All but the last assignment are interesting. A fair amount of the lectures are also good, even though some of them are too theoretical - the bad lectures are the ones that focus too much into proving mathematical properties, but thankfully there is just a few of those.The last assignment is considerably larger than the other ones and requires a physics background (or interest to do research on your own). I think they could improve it by approaching the material independently with smaller exercises before applying them again into the larger application that is built as part of the assignment today.

By ejla on 8-Mar-19

Plus: Very in-depth lectures, challenging assignments. Minus: The actual parallel code somewhat remains a black-box, assignments sometimes focus more on figuring out the algorithm logic which may not have anything to do with the course. Still I enjoyed it and learned a great deal.

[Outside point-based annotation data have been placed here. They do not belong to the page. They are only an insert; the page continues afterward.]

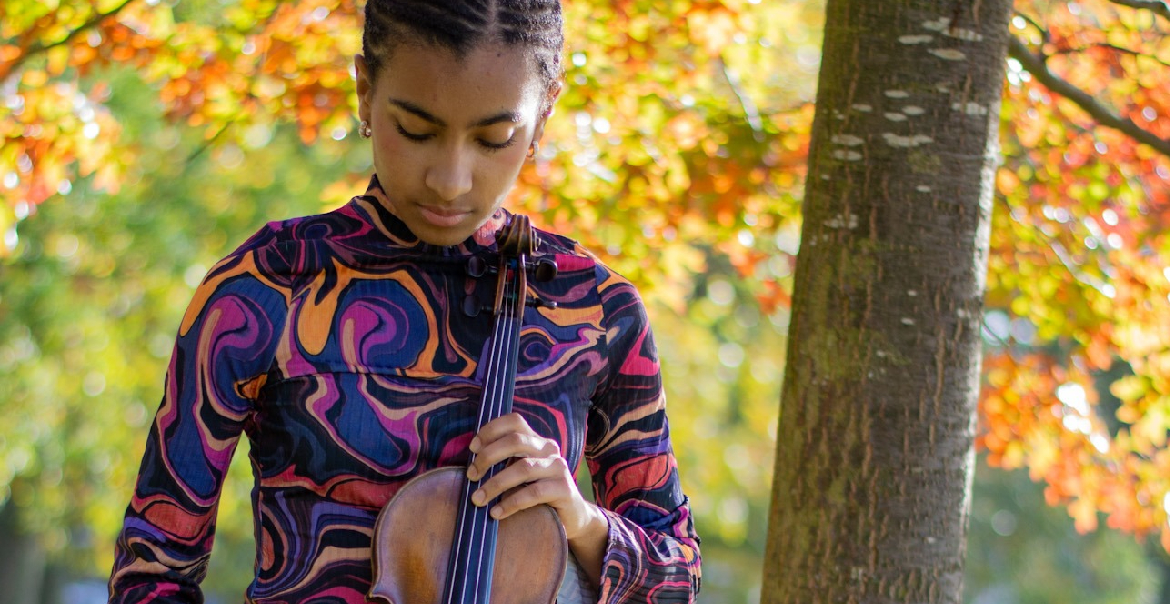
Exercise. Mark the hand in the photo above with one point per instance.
(536, 474)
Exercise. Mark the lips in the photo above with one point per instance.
(442, 217)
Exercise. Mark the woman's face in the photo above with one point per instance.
(449, 135)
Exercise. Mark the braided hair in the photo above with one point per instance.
(462, 25)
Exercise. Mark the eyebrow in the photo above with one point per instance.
(499, 118)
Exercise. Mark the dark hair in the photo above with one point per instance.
(461, 25)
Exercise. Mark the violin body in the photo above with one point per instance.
(415, 530)
(433, 546)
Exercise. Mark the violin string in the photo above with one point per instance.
(502, 352)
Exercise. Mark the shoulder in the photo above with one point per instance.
(283, 248)
(572, 256)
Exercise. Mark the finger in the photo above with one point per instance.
(514, 445)
(500, 427)
(521, 472)
(553, 492)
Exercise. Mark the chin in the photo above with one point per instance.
(442, 238)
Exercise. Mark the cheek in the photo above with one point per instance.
(394, 156)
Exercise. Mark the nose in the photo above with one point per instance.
(449, 176)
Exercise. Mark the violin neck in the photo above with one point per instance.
(472, 561)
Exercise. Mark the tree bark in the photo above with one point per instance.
(874, 448)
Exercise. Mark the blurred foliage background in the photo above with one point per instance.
(145, 146)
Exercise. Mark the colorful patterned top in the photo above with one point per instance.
(339, 345)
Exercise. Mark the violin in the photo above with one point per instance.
(432, 544)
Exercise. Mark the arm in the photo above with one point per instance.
(652, 554)
(224, 349)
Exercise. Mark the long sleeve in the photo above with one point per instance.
(224, 349)
(653, 550)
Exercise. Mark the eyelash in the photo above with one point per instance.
(421, 138)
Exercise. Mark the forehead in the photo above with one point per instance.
(462, 88)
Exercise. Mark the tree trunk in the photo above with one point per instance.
(874, 450)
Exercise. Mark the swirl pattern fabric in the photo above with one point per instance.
(338, 345)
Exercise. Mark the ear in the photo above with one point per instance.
(364, 86)
(550, 102)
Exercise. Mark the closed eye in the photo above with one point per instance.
(412, 136)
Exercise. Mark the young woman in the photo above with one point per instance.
(338, 344)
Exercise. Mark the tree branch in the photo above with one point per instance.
(1036, 66)
(1160, 7)
(40, 47)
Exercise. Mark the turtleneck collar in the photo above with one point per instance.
(376, 207)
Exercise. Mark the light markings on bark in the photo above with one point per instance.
(874, 444)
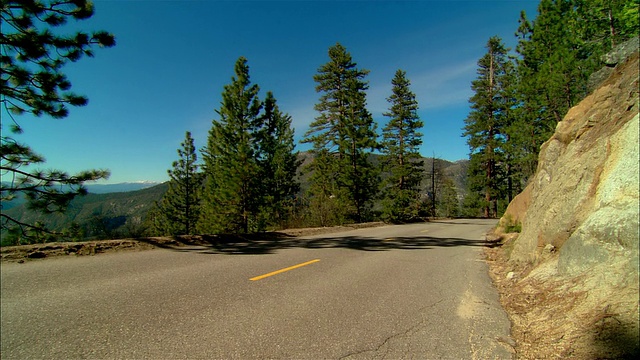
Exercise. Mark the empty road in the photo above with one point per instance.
(410, 291)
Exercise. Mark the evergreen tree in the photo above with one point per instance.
(449, 204)
(278, 163)
(32, 57)
(485, 125)
(231, 196)
(341, 135)
(400, 147)
(179, 208)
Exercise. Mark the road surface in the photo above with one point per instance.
(410, 291)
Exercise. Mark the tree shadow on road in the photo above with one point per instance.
(268, 243)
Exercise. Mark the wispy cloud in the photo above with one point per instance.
(434, 87)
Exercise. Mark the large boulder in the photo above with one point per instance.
(583, 200)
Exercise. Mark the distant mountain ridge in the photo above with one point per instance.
(120, 209)
(119, 187)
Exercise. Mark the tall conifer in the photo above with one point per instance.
(278, 163)
(400, 146)
(231, 189)
(341, 135)
(484, 127)
(179, 210)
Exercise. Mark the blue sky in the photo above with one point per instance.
(172, 59)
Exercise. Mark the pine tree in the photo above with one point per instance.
(400, 146)
(32, 57)
(449, 205)
(341, 135)
(278, 163)
(180, 205)
(485, 125)
(231, 195)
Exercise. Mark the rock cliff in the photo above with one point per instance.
(580, 212)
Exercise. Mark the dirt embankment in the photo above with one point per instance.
(559, 317)
(24, 253)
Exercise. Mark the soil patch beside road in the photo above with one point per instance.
(22, 253)
(554, 317)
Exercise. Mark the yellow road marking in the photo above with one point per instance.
(283, 270)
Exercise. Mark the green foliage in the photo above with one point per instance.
(32, 57)
(341, 135)
(93, 216)
(485, 125)
(449, 204)
(400, 147)
(278, 163)
(249, 162)
(179, 210)
(230, 163)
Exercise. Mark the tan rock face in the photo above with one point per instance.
(583, 199)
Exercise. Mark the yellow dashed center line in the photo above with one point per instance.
(283, 270)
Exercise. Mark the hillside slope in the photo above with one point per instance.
(97, 212)
(573, 270)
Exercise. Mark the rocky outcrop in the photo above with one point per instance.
(583, 199)
(580, 214)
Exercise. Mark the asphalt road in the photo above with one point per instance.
(411, 291)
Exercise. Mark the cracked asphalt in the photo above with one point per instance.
(394, 292)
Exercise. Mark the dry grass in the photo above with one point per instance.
(557, 318)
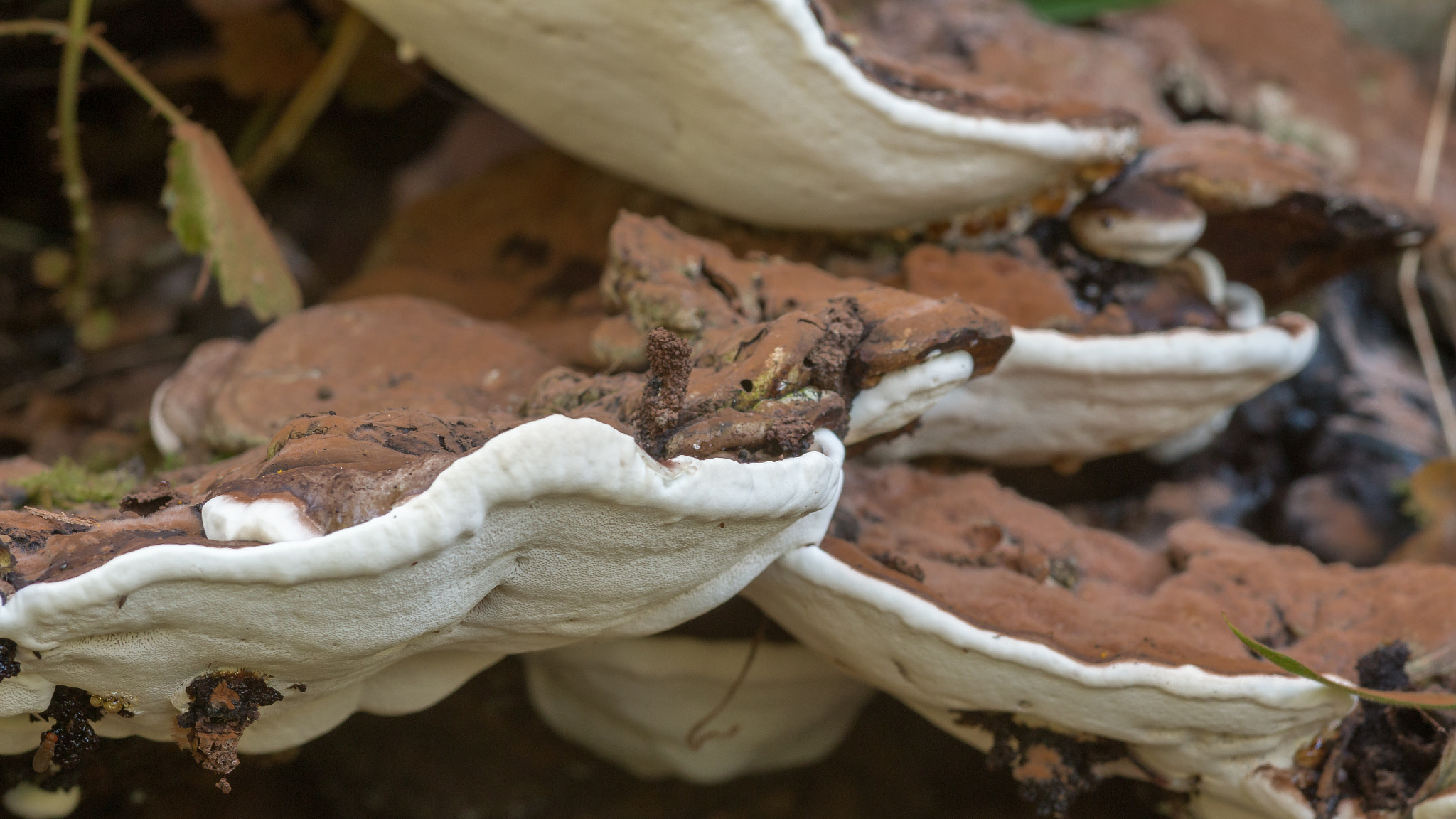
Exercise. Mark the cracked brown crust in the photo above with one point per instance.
(660, 276)
(957, 92)
(1276, 219)
(992, 559)
(346, 471)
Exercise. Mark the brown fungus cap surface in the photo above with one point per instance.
(660, 276)
(872, 44)
(1278, 220)
(46, 547)
(346, 471)
(1018, 567)
(368, 356)
(1085, 295)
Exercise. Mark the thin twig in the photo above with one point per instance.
(1426, 346)
(696, 737)
(1411, 258)
(141, 85)
(1436, 124)
(108, 53)
(53, 28)
(311, 101)
(73, 173)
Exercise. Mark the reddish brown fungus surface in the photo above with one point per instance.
(1018, 567)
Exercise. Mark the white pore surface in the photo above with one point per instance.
(1179, 722)
(635, 701)
(904, 395)
(1068, 397)
(552, 532)
(737, 105)
(162, 434)
(1142, 241)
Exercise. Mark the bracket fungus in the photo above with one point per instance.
(1094, 656)
(1108, 358)
(348, 359)
(764, 111)
(702, 709)
(376, 563)
(890, 353)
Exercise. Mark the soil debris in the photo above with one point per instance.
(220, 707)
(1379, 755)
(1051, 769)
(70, 734)
(9, 666)
(669, 368)
(1017, 567)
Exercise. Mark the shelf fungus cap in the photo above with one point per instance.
(765, 111)
(1072, 398)
(350, 358)
(641, 705)
(1005, 623)
(1278, 218)
(1138, 220)
(896, 353)
(378, 563)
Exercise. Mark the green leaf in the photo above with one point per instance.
(1400, 698)
(213, 215)
(1078, 11)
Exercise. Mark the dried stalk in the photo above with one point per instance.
(1411, 259)
(73, 173)
(696, 737)
(309, 102)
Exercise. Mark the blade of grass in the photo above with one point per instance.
(1411, 258)
(1400, 698)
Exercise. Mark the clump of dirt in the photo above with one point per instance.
(9, 666)
(70, 734)
(220, 707)
(669, 368)
(1051, 769)
(1379, 755)
(660, 276)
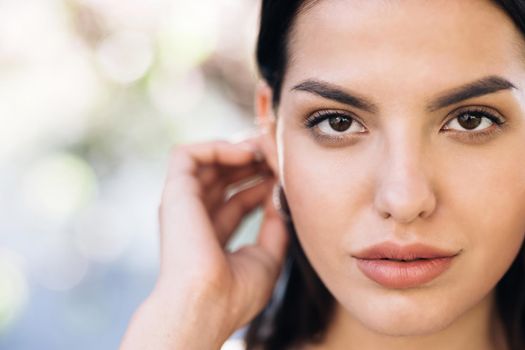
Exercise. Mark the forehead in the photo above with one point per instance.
(445, 41)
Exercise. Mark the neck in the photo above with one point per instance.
(479, 328)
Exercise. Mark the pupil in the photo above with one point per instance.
(340, 123)
(469, 121)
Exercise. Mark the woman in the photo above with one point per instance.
(395, 132)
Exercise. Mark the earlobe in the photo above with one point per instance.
(267, 124)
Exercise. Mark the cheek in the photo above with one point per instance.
(327, 193)
(485, 204)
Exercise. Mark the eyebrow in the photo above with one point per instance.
(480, 87)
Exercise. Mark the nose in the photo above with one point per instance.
(404, 192)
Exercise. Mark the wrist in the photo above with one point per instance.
(177, 322)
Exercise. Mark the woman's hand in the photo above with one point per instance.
(204, 293)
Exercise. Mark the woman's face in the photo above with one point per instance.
(411, 167)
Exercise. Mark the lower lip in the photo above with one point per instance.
(397, 274)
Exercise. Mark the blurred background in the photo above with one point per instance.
(93, 94)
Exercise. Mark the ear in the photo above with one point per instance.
(267, 123)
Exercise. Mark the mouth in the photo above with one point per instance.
(400, 267)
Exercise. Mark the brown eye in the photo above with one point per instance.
(333, 124)
(469, 121)
(340, 123)
(473, 121)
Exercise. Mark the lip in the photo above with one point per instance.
(395, 266)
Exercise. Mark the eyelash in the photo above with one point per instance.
(313, 120)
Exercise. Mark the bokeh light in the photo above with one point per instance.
(93, 95)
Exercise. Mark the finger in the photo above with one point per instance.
(189, 157)
(229, 216)
(216, 195)
(273, 235)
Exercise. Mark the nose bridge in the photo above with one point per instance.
(404, 190)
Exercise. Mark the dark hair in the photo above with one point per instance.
(303, 308)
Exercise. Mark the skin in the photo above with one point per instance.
(406, 177)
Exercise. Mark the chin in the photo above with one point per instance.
(400, 318)
(399, 327)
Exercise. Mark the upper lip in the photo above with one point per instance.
(395, 251)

By Leitner C S E S on 21-Nov-17

Some of the practical examples are a bit tedious, because the bigger issues you sometimes need to solve seem to be implementing a random algorithm, instead of implementing its parallelization per se. That is, the support classes for parallelizing the algorithms are pre-coded for you, while you at times spend more time figuring out how the algorithm itself needs to be implemented with that rather than coming up with these parallelization semaphores (which I would have considered more interesting, at least). But the content covered is highly relevant and first class (the authors being world-leading experts on the topic), so if you are interested in parallel programming, this is course is a great choice.

By Marcin Z on 16-Apr-19

First 3 weeks were cool, but the last week was somehow rushed and the assignment did not involve any parallel programming.

By Ilya B on 20-Jan-19

The tasks are not well designed for online education

By Kinshuk V on 16-Dec-17

Although the course is taught well and covers a lot of ground, it is my opinion that the course content is not relevant to what I and majority of other Scala developers were looking for in terms of parallel programming. The instructor has been upfront in differentiating parallel programming (the objective of this course) from concurrency programming. However, I was more interested in learning about concurrency, especially about Akka actors, etc. I wish there was a course of Akka, which is what most Scala developers use for concurrent applications.

By Oliinyk V on 2-Apr-18

General idea of the course is very good. There are a few things to improve though:Focus more on intuition behind algorithms rather than formal mathBuild a solid foundation that would allow students to develop parallel algorithms themselves. Practical assignments should focus exactly on this, rather than filling in missing pieces of code that are only tangentially related to the algorithm itself. It would be helpful if the course provided minimal but solid basics and intuition behind parallel computations. The basics that would allow students to learn more advanced concepts themselves.In any case, the course has a lot of value and the instructors are awesome.

By Denys L on 10-Dec-18

Nice and complicated

By Christoph K on 27-Nov-18

Very interesting material, especially the prefix sum algorithms about, how to transform a sequential problem into a parallel problem.

By Bruno M on 3-Dec-18

Very good introductory theoretical foundation for parallell algorithms, and background for the Big Data Analysis with Scala and Spark course.

By Sviridenko K on 26-Mar-19

Amazing practice assignments! It was very interesting to solve them.

By Paulo R d O C on 13-Sep-18

Hard course, but gives good insights about the challenges and solutions for parallel programming.